We're using U-SQL to extract sensor data from a set of .csv files. Each record contains a sensor ID, time of measurement and value, as well as a time for when the record was received:
+----------+---------------------+------------------+---------------------+
| SensorID | MeasurementTime | MeasurementValue | ReceivedTime |
+----------+---------------------+------------------+---------------------+
| xxx | 2017-09-10 11:00:00 | 12.342 | 2017-09-19 14:25:17 |
| xxx | 2017-09-10 12:00:00 | 14.654 | 2017-09-19 14:25:17 |
| yyy | 2017-09-10 11:00:00 | 1.054 | 2017-09-19 14:25:17 |
| yyy | 2017-09-10 12:00:00 | 1.354 | 2017-09-19 14:25:17 |
...
| xxx | 2017-09-10 11:00:00 | 10.261 | 2017-09-19 15:25:17 |
+----------+---------------------+------------------+---------------------+
The files are stored in ADLS in a path based on the date-portion of the measurement time, so the data seen above would be found in /Data/2017/09/10/measurements.csv
, where the first four rows were written at 14:25:17 on the 19th of September, and the last row was appended one hour later, at 15:25:17.
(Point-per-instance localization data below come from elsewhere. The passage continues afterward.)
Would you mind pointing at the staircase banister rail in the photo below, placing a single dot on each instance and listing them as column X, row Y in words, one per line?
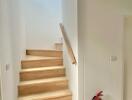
column 68, row 45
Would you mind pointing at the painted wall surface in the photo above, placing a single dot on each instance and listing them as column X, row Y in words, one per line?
column 100, row 49
column 7, row 68
column 128, row 58
column 70, row 24
column 42, row 18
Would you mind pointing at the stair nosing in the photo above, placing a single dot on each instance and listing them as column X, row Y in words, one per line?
column 38, row 81
column 52, row 94
column 42, row 69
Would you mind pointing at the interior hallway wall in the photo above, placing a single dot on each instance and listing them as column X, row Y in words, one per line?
column 70, row 23
column 128, row 58
column 41, row 18
column 100, row 26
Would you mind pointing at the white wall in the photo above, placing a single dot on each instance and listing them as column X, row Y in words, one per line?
column 70, row 24
column 8, row 88
column 128, row 58
column 42, row 18
column 100, row 37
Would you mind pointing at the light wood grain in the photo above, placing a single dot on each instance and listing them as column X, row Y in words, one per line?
column 45, row 53
column 68, row 45
column 42, row 73
column 39, row 86
column 41, row 63
column 55, row 95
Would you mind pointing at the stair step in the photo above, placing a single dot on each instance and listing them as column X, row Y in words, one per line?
column 41, row 63
column 44, row 72
column 56, row 95
column 45, row 53
column 42, row 85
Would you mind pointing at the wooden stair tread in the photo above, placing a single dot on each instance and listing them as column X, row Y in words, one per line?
column 42, row 81
column 46, row 96
column 29, row 57
column 42, row 68
column 44, row 53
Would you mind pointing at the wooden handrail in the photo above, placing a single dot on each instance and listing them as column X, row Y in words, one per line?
column 68, row 45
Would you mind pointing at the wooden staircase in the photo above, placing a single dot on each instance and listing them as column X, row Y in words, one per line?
column 43, row 76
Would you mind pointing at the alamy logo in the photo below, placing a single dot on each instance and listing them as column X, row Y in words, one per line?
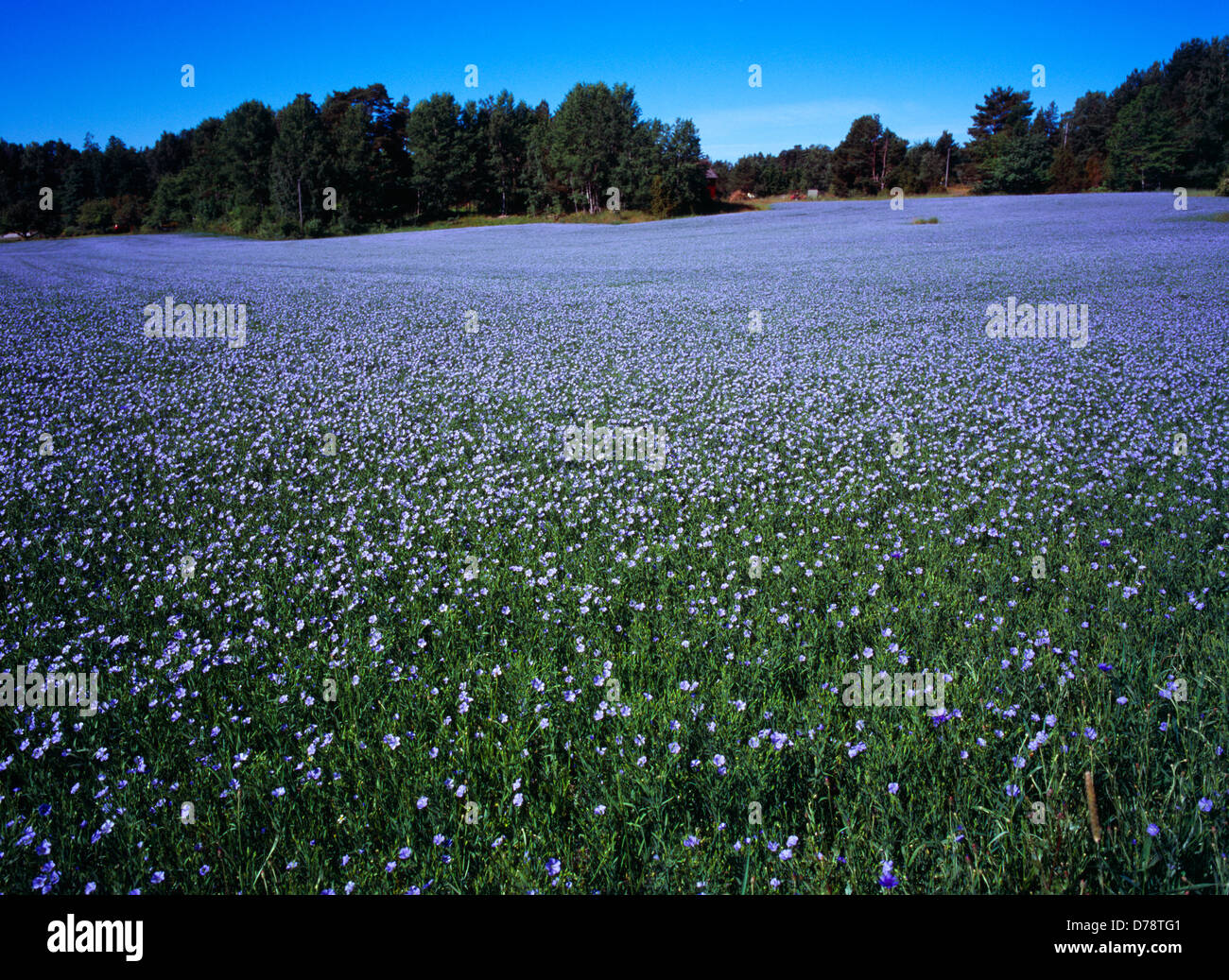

As the above example illustrates, new values for the same SensorID and MeasurementTime can be received at a later time. Each partition holds a few million rows, with a few thousand rows being appended to a small number of partitions every day. We want to run a batch job say every 24 hours, that will output only the newest values, for any given SensorID and MeasurementTime. For this, we use a U-SQL script that looks similar to this:
@newestMeasurements_addRN =
SELECT *,
ROW_NUMBER() OVER (PARTITION BY PDate,
SensorId,
MeasurementTime
ORDER BY ReceivedTime DESC) AS MeasurementRN;
@newestMeasurements =
SELECT SensorId,
MeasurementTime,
MeasurementValue
FROM @newestMeasurements_addRN
WHERE MeasurementRN == 1;
Here, PDate
is a virtual column inferred from the yyyy/MM/dd in the path of the CSV file (equals the date-portion of MeasurementTime).
Now, since we use PDate
in the PARTITION BY
part of the window function, I expected that this operation could be parallelised, since we don't have to consider different days (partitions) when trying to find the newest record for any given SensorID and MeasurementTime. Unfortunately, that does not seem to be the case, looking at a job graph:
Here, we are extracting data from 4 different days. Each of the Extract vertices outputs the full number of records, leaving the task of identifying only the newest records to the Combine vertex at the bottom, indicating that the ROW_NUMBER
and subsequent filtering does not happen in parallel.
- Is this a bug in the implementation of
ROW_NUMBER
? - Is there a different U-SQL technique we can use to ensure parallelism?